DM3月号 | - 2007/04/01
- 4月1日より年度が替わり改正が決定している法律がいっせいに施行されます。そこで、今回はこの4月1日に施行される健康保険と厚生年金保険に関する改正法律をピックアップしました。
1.健康保険法 (1).傷病手当金と出産手当金の支給水準の引き上げ及び支給範囲の見直し 支給水準が、現行の標準報酬日額の60%から、2/3支給に改正されます。また、支給範囲として任意継続被保険者は、傷病手当金及び出産手当金の給付がなくなります。さらに、資格喪失後において出産手当金が支給されなくなります。
(2).標準報酬月額の上下限の範囲拡大 標準報酬月額表の下限及び上限について新たに等級が新設されます。 1.最高等級の報酬月額が955千円以上から1,175千円以上とし4等級追加されます。 2.最低等級の報酬月額が101千円未満から63千円未満とし同じく4等級追加されます。
(3).標準賞与の範囲見直し 標準賞与額の上限がこれまでの1回の賞与支払額につき200万円としていたのが、年間賞与の累計額540万円を上限とされます。
(4).病院窓口負担額の変更 70歳未満の人が病気等により入院した場合病院窓口での支払いが高額療養費の自己負担限度額までで済むようになります。
2.厚生年金保険 (1)離婚分割 平成19年4月1日以降の離婚について、厚生年金の分割制度がスタートします。 1.対象となる期間:平成19年4月1日以前を含めた婚姻期間。 2.合意:按分割合について合意が必要 合意が得られない場合は裁判手続きによって按分割合を決定されます。 3.請求期限:原則として離婚後2年以内
(2)子のいない30歳未満の妻の遺族年金 夫の死亡時に30歳未満の子のいない妻の遺族年金が有期給付になります。(5年間)

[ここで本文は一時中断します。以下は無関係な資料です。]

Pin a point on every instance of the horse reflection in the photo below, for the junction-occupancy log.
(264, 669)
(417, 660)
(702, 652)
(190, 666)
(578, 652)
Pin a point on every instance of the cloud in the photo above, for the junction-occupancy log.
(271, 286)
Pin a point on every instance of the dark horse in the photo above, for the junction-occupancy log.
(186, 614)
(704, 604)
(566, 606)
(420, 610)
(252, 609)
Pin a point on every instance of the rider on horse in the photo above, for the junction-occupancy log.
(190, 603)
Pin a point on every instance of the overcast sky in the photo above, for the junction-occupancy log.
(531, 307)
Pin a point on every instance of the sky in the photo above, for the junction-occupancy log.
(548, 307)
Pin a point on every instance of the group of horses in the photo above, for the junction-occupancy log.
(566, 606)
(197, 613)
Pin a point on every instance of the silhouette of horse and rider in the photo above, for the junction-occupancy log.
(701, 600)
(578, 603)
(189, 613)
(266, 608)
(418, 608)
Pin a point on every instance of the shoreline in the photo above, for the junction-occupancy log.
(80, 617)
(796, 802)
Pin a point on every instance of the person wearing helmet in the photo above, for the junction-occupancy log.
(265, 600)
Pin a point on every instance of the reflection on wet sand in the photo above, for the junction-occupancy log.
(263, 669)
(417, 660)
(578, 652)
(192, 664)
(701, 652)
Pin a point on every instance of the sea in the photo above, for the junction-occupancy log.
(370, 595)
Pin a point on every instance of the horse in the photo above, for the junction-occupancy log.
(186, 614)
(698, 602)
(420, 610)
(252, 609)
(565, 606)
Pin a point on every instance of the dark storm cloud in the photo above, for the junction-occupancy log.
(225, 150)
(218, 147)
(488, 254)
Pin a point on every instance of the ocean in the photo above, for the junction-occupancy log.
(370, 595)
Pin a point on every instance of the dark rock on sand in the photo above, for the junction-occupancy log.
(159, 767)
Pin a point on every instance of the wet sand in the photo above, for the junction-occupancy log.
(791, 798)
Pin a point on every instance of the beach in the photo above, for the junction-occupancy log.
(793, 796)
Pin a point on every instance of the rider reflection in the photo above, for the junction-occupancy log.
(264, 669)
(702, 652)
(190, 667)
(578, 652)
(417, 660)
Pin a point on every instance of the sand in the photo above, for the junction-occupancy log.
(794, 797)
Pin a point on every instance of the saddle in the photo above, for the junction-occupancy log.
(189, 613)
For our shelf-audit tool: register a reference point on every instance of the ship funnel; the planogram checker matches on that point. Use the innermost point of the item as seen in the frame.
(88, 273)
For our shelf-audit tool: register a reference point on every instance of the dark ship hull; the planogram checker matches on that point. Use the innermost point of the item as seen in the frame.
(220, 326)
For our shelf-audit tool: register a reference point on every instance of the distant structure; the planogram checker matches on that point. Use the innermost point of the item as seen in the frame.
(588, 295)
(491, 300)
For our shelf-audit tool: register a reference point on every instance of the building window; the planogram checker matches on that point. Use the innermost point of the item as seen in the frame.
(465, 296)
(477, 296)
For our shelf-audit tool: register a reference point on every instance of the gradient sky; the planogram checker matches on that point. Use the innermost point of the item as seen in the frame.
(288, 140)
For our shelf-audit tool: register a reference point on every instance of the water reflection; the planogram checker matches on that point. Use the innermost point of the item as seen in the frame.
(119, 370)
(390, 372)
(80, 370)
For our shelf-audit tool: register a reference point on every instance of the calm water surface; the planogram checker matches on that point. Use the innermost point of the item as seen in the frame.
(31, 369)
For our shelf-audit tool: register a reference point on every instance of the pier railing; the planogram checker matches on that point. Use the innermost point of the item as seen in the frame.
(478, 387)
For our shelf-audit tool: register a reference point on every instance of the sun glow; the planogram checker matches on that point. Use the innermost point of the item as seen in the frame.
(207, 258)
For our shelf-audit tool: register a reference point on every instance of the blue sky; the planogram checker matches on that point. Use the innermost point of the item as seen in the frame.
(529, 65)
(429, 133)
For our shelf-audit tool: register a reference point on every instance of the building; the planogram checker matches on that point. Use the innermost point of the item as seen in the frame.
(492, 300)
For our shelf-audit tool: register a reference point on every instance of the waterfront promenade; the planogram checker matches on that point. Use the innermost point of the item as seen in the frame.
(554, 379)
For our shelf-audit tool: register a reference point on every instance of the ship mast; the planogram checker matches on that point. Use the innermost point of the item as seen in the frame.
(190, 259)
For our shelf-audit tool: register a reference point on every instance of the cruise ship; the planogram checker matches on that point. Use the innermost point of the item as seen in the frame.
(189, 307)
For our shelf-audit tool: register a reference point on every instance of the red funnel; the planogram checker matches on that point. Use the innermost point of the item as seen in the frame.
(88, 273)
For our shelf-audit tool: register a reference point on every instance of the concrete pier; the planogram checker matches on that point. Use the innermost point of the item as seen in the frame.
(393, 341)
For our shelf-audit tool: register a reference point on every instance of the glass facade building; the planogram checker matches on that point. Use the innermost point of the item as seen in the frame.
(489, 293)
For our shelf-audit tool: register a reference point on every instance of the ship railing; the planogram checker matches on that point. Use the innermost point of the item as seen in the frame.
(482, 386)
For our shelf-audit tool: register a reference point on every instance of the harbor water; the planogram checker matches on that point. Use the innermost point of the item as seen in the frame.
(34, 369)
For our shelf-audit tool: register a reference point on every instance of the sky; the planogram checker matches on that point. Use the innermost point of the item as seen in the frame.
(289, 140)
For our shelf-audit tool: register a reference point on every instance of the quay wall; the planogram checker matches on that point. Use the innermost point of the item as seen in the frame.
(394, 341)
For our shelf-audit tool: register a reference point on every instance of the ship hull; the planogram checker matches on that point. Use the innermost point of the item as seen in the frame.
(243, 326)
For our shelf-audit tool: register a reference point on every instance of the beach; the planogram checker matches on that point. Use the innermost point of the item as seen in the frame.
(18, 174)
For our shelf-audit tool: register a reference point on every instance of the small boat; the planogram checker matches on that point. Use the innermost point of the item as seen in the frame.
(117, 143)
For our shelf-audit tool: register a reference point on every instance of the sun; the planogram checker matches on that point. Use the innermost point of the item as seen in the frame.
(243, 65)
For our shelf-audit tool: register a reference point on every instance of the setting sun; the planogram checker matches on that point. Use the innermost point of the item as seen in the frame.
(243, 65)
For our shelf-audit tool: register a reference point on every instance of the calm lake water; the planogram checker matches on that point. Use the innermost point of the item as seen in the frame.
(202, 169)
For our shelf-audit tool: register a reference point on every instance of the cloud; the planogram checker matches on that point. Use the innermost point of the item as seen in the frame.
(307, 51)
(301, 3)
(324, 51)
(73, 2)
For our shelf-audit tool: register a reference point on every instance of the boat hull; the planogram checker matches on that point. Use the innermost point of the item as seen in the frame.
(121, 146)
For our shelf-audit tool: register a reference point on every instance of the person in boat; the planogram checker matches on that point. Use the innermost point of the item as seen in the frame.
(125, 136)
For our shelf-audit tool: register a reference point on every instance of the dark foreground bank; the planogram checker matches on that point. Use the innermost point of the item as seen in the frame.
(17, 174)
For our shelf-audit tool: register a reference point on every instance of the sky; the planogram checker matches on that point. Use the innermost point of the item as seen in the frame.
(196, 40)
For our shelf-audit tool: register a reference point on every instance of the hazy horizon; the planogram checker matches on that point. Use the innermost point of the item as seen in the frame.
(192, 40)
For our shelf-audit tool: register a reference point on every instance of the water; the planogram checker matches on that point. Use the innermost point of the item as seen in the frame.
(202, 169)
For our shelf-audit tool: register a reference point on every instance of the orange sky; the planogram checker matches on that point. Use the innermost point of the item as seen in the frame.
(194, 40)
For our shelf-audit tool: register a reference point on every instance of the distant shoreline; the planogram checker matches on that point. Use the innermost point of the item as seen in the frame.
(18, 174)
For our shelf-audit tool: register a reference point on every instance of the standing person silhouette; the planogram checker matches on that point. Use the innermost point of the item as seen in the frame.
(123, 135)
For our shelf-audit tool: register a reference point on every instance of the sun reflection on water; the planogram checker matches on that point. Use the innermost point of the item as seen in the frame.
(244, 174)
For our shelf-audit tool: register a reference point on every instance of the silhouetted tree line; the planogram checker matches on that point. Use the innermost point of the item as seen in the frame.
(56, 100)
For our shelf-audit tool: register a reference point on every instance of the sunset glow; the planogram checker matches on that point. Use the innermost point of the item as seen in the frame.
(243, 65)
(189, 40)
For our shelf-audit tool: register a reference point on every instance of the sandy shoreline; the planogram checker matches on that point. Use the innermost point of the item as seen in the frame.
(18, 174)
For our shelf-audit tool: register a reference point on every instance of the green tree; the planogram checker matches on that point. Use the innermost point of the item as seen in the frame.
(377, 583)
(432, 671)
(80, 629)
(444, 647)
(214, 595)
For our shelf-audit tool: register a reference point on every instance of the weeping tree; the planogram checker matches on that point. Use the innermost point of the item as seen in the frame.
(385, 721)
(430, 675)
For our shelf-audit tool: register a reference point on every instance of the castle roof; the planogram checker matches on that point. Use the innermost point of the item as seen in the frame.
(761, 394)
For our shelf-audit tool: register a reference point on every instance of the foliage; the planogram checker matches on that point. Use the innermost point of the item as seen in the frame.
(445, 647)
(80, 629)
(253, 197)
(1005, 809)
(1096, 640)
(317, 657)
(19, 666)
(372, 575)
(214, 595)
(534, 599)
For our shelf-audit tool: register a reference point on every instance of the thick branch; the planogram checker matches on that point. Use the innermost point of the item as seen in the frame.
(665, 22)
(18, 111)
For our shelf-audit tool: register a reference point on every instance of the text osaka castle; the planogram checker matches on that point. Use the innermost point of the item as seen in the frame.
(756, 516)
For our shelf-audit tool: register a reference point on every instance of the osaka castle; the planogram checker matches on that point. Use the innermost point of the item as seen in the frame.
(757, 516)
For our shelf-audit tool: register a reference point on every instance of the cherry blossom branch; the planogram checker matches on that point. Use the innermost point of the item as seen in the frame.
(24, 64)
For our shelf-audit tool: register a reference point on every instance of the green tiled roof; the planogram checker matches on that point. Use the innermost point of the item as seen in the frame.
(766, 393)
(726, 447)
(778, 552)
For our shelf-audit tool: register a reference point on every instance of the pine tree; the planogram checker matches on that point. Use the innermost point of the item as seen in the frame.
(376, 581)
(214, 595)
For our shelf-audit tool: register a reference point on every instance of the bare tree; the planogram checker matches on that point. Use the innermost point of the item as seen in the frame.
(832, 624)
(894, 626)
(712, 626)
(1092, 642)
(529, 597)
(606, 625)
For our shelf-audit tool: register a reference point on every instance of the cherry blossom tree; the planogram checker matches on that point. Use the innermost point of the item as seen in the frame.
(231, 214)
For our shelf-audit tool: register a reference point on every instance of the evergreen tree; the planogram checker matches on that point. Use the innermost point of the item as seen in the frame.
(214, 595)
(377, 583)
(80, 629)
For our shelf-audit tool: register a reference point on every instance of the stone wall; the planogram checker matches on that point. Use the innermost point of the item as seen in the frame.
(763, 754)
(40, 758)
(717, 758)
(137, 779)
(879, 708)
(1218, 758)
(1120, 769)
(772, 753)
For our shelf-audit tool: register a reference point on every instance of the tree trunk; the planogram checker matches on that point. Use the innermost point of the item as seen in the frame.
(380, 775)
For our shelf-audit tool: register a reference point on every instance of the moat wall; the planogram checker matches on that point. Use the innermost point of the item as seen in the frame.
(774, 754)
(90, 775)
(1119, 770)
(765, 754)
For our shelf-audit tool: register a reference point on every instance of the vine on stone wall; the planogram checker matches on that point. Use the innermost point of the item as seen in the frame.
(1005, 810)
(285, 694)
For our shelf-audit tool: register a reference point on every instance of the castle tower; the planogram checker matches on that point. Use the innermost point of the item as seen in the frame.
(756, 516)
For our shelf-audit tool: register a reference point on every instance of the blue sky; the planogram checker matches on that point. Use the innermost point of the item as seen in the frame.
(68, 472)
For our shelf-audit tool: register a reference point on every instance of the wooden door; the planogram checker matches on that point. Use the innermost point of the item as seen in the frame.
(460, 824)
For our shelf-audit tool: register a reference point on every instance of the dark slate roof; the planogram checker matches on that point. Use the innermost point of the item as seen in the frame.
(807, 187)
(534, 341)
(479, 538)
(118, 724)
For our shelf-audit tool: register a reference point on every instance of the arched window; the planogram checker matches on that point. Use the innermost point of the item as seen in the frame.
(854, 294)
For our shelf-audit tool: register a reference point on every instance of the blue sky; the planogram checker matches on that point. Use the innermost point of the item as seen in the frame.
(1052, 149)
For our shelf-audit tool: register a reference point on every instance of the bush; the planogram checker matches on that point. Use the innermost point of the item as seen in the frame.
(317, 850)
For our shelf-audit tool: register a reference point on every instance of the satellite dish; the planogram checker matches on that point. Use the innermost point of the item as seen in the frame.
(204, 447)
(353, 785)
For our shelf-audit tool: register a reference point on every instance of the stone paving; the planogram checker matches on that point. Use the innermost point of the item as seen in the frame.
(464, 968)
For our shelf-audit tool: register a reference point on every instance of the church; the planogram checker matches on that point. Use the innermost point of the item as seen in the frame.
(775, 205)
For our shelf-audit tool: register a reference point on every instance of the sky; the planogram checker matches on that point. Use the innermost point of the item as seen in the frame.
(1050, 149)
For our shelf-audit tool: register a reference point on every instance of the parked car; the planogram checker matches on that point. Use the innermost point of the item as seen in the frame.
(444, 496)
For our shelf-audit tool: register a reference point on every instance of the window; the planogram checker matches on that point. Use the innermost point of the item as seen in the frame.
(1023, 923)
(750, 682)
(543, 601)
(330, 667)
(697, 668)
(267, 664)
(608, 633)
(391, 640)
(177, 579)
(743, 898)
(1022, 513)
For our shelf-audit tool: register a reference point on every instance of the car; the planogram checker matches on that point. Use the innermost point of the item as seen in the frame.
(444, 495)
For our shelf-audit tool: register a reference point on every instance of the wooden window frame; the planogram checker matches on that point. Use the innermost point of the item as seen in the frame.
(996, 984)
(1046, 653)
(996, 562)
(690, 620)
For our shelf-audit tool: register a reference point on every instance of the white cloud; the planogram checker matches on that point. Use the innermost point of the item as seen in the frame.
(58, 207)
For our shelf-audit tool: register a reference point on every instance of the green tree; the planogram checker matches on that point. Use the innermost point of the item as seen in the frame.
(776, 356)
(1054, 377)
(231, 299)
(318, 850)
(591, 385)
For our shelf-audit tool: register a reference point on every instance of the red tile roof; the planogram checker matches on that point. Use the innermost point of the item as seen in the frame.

(3)中高齢の寡婦加算の支給要件 中高齢の寡婦加算の支給要件となる年齢が、夫死亡時に妻が「35歳以上」から「40歳以上」に引き上げられます。ただし、遺族基礎年金を受給している場合は遺族基礎年金の受給権喪失時点で妻の年齢が40歳以上であれば、支給されます。
(4)65歳以降の遺族厚生年金と老齢厚生年金の支給見直し 自分自身の老齢厚生年金が優先して支給されます。(老齢給付は課税所得のため、所得税や住民税・医療保険料の値上げに繋がる。)
(5)70歳以上の被用者の給付調整 厚生年金保険の適用事業所に使用されて平成19年4月1日以降70歳になる人は、老齢厚生年金について調整があります。
(6)老齢厚生年金の繰下げ受給制度の創設 老齢厚生年金の繰下げ受給の創設により、高齢厚生年金だけでも、老齢基礎年金だけでも繰下げ受給ができるようになります。